Ваня работал быстро, ловко, но ему уже надоела работа, он вышел в диспетчерскую: любопытно было, что там гудит Зоя и чему смеется Шура. Зоя ходила в белых носках, потягивалась. Вокруг рта, пухлых и выпуклых со сна губ, расползлась помада. Волосы висели черными прядями вдоль лица. От платья крепко пахло перегоревшими духами. Будто дома в своей спальне, она зевала, лениво тянулась, покряхтывала. Что-то бормотала, что понимала одна Шура и чему смеялась, приговаривая со смехом:
— Да ну тя к черту!
— Зяблик! — потянула Зоя к Ване руки. — Работяга ты наш! Дня им, бедным, не хватает, гля, Шур, горят на работе!
Ваня увильнул от ее объятий, показав свои измазанные пальцы, и ответил:
— Ты тоже, гляжу, заработалась.
— Видали! — Зоя посторонилась. — Молодой еще меня учить-то!.. Кончайте тарахтеть-то, давайте чай пить. Шур, где чайник?
Чайник стоял под столиком Риммы Павловны, Зоя достала его, тут как раз вышел из каморки Просвирняк.
— Эй! — сказала ему Зоя. — Принеси-ка водички, чайку попьем, а то вы заработались у нас совсем.
Витя даже слегка испугался от такого прямого к нему и простецкого обращения; блеснув глазами, посмотрел на Ваню: мол, что это? в самом деле? и можно ли мне это? И когда Ваня кивнул, схватил чайник чуть не с восторгом и захромал, побежал в коридор, будто его за золотом послали.
— Чудной все-таки, не пойму я его, — сказала Зоя.
— И понимать нечего, — сказала Шура.
— Бросьте вы, — сказал Ваня, — нормальный человек.
— Может, его пригласим? — спросила Зоя Шуру. — Мужиков-то мало у нас.

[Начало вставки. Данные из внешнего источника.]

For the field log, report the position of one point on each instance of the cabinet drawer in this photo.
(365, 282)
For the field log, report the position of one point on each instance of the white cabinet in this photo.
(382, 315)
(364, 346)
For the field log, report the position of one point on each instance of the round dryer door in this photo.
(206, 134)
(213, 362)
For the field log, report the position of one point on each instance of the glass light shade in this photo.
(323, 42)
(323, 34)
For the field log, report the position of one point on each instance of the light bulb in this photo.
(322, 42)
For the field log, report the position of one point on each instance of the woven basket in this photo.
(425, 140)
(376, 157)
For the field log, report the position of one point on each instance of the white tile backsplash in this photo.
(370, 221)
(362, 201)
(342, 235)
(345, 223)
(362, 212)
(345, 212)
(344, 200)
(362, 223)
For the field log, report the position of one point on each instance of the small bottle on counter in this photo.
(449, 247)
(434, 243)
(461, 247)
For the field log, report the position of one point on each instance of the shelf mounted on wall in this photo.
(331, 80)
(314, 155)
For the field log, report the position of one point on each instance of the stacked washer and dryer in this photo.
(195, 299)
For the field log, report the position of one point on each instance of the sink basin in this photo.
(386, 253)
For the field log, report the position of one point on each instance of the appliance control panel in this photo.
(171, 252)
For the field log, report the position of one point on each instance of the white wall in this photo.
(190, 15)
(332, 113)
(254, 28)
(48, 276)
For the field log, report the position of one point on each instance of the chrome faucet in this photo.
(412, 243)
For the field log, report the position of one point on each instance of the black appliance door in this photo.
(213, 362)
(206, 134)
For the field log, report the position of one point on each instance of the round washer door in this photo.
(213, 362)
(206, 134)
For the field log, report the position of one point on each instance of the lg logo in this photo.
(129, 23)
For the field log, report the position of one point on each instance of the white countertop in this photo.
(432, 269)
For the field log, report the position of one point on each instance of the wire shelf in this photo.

— Еще чего! — сказала Шура.
Тут Ваню осенило: батюшки, междугородка-то тоже праздник отмечать собирается! Раньше из-за Вали он всегда отказывался — ему не хотелось, чтобы телефонистки ее видели да еще не дай бог узнали бы, какие у них отношения: в конторе всегда говорили про Ваню «дитя», «наш агнец невинный», «не надо при Зяблике», и Ване нравилось поддерживать такое мнение о себе. А по Валиному виду (Валя была толстая девушка с большими коровьими глазами) женщины живо бы все поняли, кто ему эта Валя и зачем. Сегодня же, видно, сам бог велел примкнуть к своим, тем более что ему не раз хотелось это сделать. Да еще и Витю можно приобщить, совсем хорошо.